Evaluation of limitations and weaknesses:
This experiment was done as precisely as possible so as to obtain the most correct results for each test. In order to keep this experiment accurate, each test was repeated three times and an average of the results obtained was found. All the variables except the concentration of Hydrogen Peroxide were kept constant but in reality, it is physically not possible to keep all the variables precisely the same due to some of the random and systematic errors. For example:
- It would be difficult to start the stopwatch exactly when the Hydrogen Peroxide is poured into the test tube containing yeast and therefore the stopwatch would either have started before pouring or after pouring.
- It is also impossible to precisely measure out the amounts of Hydrogen Peroxide of different concentrations because it is a systematic error and is caused by the way and the direction from where an individual is measuring.
- The amount of yeast measured would also not be very accurate because on the electronic weighing scale, the second decimal point does keep on fluctuating and so it becomes difficult to tell whether an exact amount it obtained. This is a random error.

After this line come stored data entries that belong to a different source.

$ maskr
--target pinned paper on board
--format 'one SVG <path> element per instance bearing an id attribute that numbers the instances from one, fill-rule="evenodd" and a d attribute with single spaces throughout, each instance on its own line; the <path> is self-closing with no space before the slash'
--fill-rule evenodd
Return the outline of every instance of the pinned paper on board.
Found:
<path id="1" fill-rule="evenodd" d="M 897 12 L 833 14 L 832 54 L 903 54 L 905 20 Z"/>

- Another error would have occurred while pouring the Hydrogen Peroxide into the test tube from the measuring cylinder since not all the amount would have been poured in. some amount could have remained in the cylinder while some amount could have dropped out of the test tube while transferring.
Improvements:
- This experiment could be improved in a number of ways. It could be repeated more then three times to get a more accurate result. A better overall result would be obtained by repeating the experiment more times because any errors in one experiment should be compensated for by the other experiments.

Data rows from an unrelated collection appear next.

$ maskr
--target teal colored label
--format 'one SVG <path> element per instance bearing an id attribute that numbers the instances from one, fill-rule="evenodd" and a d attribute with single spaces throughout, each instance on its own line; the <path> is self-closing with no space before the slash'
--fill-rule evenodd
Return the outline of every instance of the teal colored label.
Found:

- Using more concentrations of Hydrogen Peroxide would have produced a better looking graph and I would have liked to use concentrations higher than 15% to extend the graph so that the maximum possible rate of reaction could be reached.
- The problem of starting the stopwatch at the same time while pouring the Hydrogen Peroxide could be overcome by getting another person to start the stopwatch when the Hydrogen Peroxide was poured into the tube.
- A more accurate electronic weighing scale which gives its answer in three decimal places would give a better result.